In summary our main state transitions look like this: PassThroughBufferingEmitTwoEventsPassThrough

Now that we have a solid understanding of how our Flow should work, we can put this knowledge into practice and create the logic of our stage:

new GraphStageLogic(shape) with InHandler with OutHandler {
 private var isBuffering = false
 private val buffer = new StringBuilder

 override def onPull(): Unit = pull(in)

 override def onPush(): Unit = grab(in) match {
   case t: TextEvent =>
     buffer.append(t.text)
     isBuffering = true
     pull(in)
   case other =>
     if (isBuffering) {
       val coalesced = buffer.toString()
       isBuffering = false
       buffer.clear()
       emitMultiple(out, List(Characters(coalesced), other))
     } else {
       push(out, other)
     }
 }

 setHandlers(in, out, this)
}

We employed one useful trick in the logic: instead of encoding the states where we first emit a coalesced event then a non-text event directly, we use the helper method emitMultiple() which calls an optional callback once the elements have been successfully emitted (it installs a temporary onPull handler if necessary), in the case where we only have a single event the emit() helper can be used instead.

Are we done yet? No, we haven’t considered completion events from our upstream and downstream. Let’s enumerate the possible close events we can get:

  • onDownstreamFinish: since the downstream is no longer interested in elements, we should just shut down, which is thankfully the default.
  • onUpstreamFailure: our stream is broken and we cannot do anything other than to propagate the failure, which is again the default.
  • onUpstreamFinish: the default would be to complete ourselves, but this is not always correct. There are two states where this leads to problems, EmitTwoEvents and Buffering:
    • EmitTwoEvents: emitMultiple() automatically ignores the completion event while the emitchain state machine is not yet finished, so this if fine. However, after the emit state machine finishes, we should check that the upstream has completed and complete ourselves.
    • Buffering: we have still one buffered event that we tried to coalesce. We should emit this last event before completing ourself.

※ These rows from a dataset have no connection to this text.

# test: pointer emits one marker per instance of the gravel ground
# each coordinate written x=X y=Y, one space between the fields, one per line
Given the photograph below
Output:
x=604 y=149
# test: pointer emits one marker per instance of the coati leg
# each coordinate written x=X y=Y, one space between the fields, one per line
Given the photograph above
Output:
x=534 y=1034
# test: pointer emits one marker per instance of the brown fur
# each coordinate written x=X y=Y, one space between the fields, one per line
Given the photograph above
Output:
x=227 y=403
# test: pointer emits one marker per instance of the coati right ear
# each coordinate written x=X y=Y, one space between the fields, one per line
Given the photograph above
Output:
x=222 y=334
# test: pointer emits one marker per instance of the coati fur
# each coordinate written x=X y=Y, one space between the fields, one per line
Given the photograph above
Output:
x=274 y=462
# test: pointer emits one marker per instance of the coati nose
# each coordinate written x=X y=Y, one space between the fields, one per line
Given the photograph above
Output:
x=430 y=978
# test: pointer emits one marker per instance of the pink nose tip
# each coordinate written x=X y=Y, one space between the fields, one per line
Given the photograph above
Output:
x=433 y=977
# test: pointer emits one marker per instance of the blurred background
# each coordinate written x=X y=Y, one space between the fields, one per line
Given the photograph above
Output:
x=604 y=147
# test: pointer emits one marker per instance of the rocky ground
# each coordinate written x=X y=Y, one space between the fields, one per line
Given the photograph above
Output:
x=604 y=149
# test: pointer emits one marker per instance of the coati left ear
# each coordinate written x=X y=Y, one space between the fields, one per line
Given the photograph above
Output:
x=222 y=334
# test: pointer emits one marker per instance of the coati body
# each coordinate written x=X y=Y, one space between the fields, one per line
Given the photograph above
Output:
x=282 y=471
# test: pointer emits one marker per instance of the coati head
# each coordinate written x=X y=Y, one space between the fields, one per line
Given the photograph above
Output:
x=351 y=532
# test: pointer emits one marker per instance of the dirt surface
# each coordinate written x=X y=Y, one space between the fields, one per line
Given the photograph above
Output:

We need to do two modifications, first, fixing our emit chain:

emitMultiple(out, List(Characters(coalesced), other), () => if (isClosed(in)) completeStage())

Then, we need to add a completion handler for upstream:

override def onUpstreamFinish(): Unit = {
 if (isBuffering) emit(out, Characters(buffer.toString()), () => completeStage())
 else completeStage()
}

We are certainly done now. Or do we? We introduced a buffer in our stage (the StringBuilder) but we have not installed a limit on how large it can grow. We can fix this easily by taking a maximumTextLength parameter on the stage and changing the logic where we append to the buffer:

// Take the maximum allowed text length as parameter
class Coalesce(maximumTextLength: Int) extends GraphStage[FlowShape[ParseEvent, ParseEvent]] {
...

override def createLogic(inheritedAttributes: Attributes): GraphStageLogic =
  ...
  case t: TextEvent =>
    // Protect against a too large buffer
    if (t.text.length + buffer.length > maximumTextLength)
       failStage(new IllegalStateException(s"Too long character sequence))
    else {
       buffer.append(t.text)
       isBuffering = true
       pull(in)
    }
    ...
}

Now we are really done. Using this stage is as simple as appending to the XML parser:

dataSource.via(new StreamingXmlParser).via(new Coalesce(1024))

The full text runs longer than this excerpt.